Market players want Rotich to revoke levy

Nairobi Securities Exchange CEO Geoffrey Odundo. FILE PHOTO | NMG

What you need to know:

  • Investment banks, brokers and fund managers have warned the proposed change in the law would likely drive foreign investors.
  • The proposed 0.05 per cent excise duty is to be applied to money transferred by banks, mobile money transfers and other financial service providers for transactions of Sh500,000 and above.
  • It will affect all payments including those to suppliers, direct debits and online transfers, local and foreign currency transfers both within a bank and even remittances beyond borders as well as interbank transactions, securities purchases or sale and other investment activities.

Returns on pension assets and prices of shares on the Nairobi Securities Exchange (NSE) will fall if a proposed law to charge tax on movement of cash in banks is implemented.

Investment banks, brokers and fund managers have warned the proposed change in the law would likely drive foreign investors – who contribute an average of 70 per cent of daily turnover – away to the detriment of trading and price discovery at the NSE.
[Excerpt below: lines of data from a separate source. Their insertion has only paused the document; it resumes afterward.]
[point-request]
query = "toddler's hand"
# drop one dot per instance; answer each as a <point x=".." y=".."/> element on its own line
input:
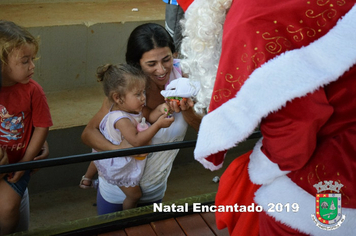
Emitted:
<point x="164" y="121"/>
<point x="14" y="177"/>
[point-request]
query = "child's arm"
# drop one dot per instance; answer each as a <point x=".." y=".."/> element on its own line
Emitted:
<point x="157" y="112"/>
<point x="135" y="138"/>
<point x="3" y="160"/>
<point x="34" y="147"/>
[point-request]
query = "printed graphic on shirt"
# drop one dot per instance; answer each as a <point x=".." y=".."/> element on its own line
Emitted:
<point x="12" y="126"/>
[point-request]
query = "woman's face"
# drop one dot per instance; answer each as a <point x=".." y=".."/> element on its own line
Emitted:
<point x="157" y="64"/>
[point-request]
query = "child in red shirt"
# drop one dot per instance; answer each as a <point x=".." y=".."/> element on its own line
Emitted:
<point x="24" y="116"/>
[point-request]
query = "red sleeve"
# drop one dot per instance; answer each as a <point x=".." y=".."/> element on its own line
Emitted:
<point x="290" y="134"/>
<point x="41" y="115"/>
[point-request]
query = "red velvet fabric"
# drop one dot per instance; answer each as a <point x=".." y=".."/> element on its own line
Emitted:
<point x="236" y="187"/>
<point x="258" y="31"/>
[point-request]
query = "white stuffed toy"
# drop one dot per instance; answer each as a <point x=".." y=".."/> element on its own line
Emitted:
<point x="181" y="89"/>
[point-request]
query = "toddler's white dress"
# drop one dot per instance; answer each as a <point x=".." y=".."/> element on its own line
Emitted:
<point x="120" y="171"/>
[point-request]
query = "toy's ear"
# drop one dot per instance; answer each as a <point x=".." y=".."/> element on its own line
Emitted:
<point x="184" y="4"/>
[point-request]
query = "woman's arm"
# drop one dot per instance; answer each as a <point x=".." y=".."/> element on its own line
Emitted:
<point x="92" y="136"/>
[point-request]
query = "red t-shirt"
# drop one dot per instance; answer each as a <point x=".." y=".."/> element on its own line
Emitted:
<point x="22" y="107"/>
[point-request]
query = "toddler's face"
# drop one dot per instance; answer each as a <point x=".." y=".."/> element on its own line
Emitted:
<point x="20" y="67"/>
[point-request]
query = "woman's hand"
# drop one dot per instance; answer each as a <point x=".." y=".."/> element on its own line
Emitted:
<point x="125" y="144"/>
<point x="184" y="105"/>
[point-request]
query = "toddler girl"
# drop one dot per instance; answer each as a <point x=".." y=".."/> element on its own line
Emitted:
<point x="124" y="86"/>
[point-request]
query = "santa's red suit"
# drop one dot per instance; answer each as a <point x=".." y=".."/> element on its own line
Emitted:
<point x="288" y="66"/>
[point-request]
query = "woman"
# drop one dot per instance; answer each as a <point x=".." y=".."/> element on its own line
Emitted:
<point x="151" y="49"/>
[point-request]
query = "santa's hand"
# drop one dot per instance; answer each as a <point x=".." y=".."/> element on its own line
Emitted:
<point x="181" y="87"/>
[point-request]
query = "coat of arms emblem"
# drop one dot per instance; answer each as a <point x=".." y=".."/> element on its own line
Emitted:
<point x="328" y="205"/>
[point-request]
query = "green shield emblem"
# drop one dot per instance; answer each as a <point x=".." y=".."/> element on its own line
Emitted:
<point x="328" y="208"/>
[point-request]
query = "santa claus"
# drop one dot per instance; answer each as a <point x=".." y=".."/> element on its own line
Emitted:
<point x="287" y="67"/>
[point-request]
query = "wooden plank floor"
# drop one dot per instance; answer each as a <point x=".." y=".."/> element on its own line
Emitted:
<point x="198" y="224"/>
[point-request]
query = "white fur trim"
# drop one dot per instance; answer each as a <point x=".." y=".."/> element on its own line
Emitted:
<point x="290" y="75"/>
<point x="261" y="169"/>
<point x="284" y="191"/>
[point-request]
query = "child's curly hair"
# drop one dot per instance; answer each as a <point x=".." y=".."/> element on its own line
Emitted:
<point x="14" y="36"/>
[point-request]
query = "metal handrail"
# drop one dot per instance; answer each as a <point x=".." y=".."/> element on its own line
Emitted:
<point x="101" y="155"/>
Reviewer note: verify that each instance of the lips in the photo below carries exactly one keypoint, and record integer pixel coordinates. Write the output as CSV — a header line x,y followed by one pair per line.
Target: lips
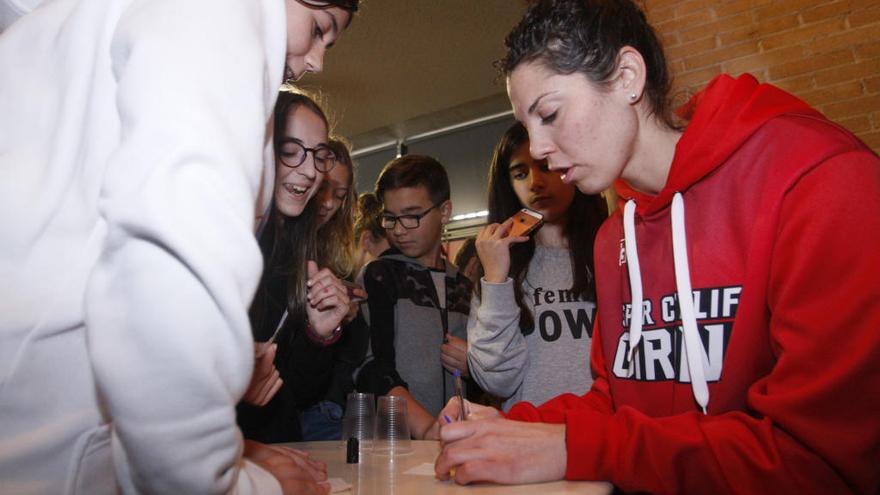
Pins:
x,y
295,189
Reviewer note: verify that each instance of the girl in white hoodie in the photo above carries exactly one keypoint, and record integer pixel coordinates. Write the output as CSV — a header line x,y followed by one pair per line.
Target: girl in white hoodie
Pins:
x,y
131,137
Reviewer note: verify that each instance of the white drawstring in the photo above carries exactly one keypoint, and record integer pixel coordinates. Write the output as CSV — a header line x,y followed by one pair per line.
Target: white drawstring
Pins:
x,y
692,346
635,277
692,350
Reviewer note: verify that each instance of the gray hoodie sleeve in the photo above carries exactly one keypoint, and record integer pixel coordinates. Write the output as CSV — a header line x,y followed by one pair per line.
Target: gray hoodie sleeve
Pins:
x,y
497,352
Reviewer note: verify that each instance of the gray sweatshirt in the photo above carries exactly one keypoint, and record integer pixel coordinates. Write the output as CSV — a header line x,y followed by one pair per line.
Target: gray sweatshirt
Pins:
x,y
552,359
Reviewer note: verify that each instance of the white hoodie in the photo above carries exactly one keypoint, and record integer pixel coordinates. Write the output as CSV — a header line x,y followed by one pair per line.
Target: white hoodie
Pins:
x,y
131,141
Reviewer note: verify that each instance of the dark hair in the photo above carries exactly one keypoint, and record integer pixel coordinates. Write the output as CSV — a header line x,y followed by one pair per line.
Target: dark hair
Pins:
x,y
287,243
337,235
368,216
414,171
586,214
585,36
349,5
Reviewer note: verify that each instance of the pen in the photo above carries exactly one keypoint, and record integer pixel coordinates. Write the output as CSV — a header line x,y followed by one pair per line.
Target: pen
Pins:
x,y
458,391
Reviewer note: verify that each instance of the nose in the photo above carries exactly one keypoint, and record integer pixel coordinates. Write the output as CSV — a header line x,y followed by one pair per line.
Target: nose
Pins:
x,y
315,59
536,179
398,230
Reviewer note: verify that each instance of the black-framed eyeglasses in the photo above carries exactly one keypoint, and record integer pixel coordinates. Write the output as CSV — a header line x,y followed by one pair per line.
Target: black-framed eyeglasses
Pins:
x,y
408,222
293,154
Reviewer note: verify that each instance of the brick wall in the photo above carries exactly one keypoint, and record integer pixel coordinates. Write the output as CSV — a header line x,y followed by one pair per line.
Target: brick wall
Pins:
x,y
825,52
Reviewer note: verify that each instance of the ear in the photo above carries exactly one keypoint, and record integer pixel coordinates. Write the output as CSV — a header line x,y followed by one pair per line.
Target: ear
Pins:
x,y
364,240
445,212
631,73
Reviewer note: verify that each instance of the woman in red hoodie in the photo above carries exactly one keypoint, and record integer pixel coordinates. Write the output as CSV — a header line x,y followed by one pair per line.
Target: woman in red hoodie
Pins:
x,y
750,362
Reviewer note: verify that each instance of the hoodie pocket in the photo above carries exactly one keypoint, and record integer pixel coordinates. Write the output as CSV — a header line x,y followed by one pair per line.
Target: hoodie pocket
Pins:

In a letter addressed to the Treasury cabinet secretary Henry Rotich, the financial markets players said there was a high chance that private savings could fall and liquidity in the capital markets shrink.

The joint letter was signed by the NSE chief executive Geoffrey Odundo, chair of the Fund Managers Association Einstein Kihanda, chair of the Association of Collective Investment Schemes Ken Kaniu and CEO of the Kenya Association of Stockbrokers and Investment Banks Willie Njoroge.

“While there were good and noble intentions in introducing the tax…there were certain potential debilitating downstream effects on the economy that this tax is likely to instigate…there will be a significant reduction in liquidity of key capital market assets such as Treasury bills, Treasury bonds and equities,” the letter said.

The proposed 0.05 per cent excise duty is to be applied to money transferred by banks, mobile money transfers and other financial service providers for transactions of Sh500,000 and above.

It will affect all payments including those to suppliers, direct debits and online transfers, local and foreign currency transfers both within a bank and even remittances beyond borders as well as interbank transactions, securities purchases or sale and other investment activities.

They noted the tax would force a reduction in trading and investment activity and reduce institutional and professional investor participation in securities markets.

“Investment funds such as pension funds shall witness reduced trading and investment thereby reducing the returns and depressing the growth in these funds,” the letter added.

“The proposed tax may also result in a high level of attrition of foreign investors to more cost-effective markets which will have an adverse impact to the trading at the NSE given that this segment contributes an average of 70 per cent of daily trading volumes. The resultant effect will be a depressed market and declining market capitalisation,” said the capital market players.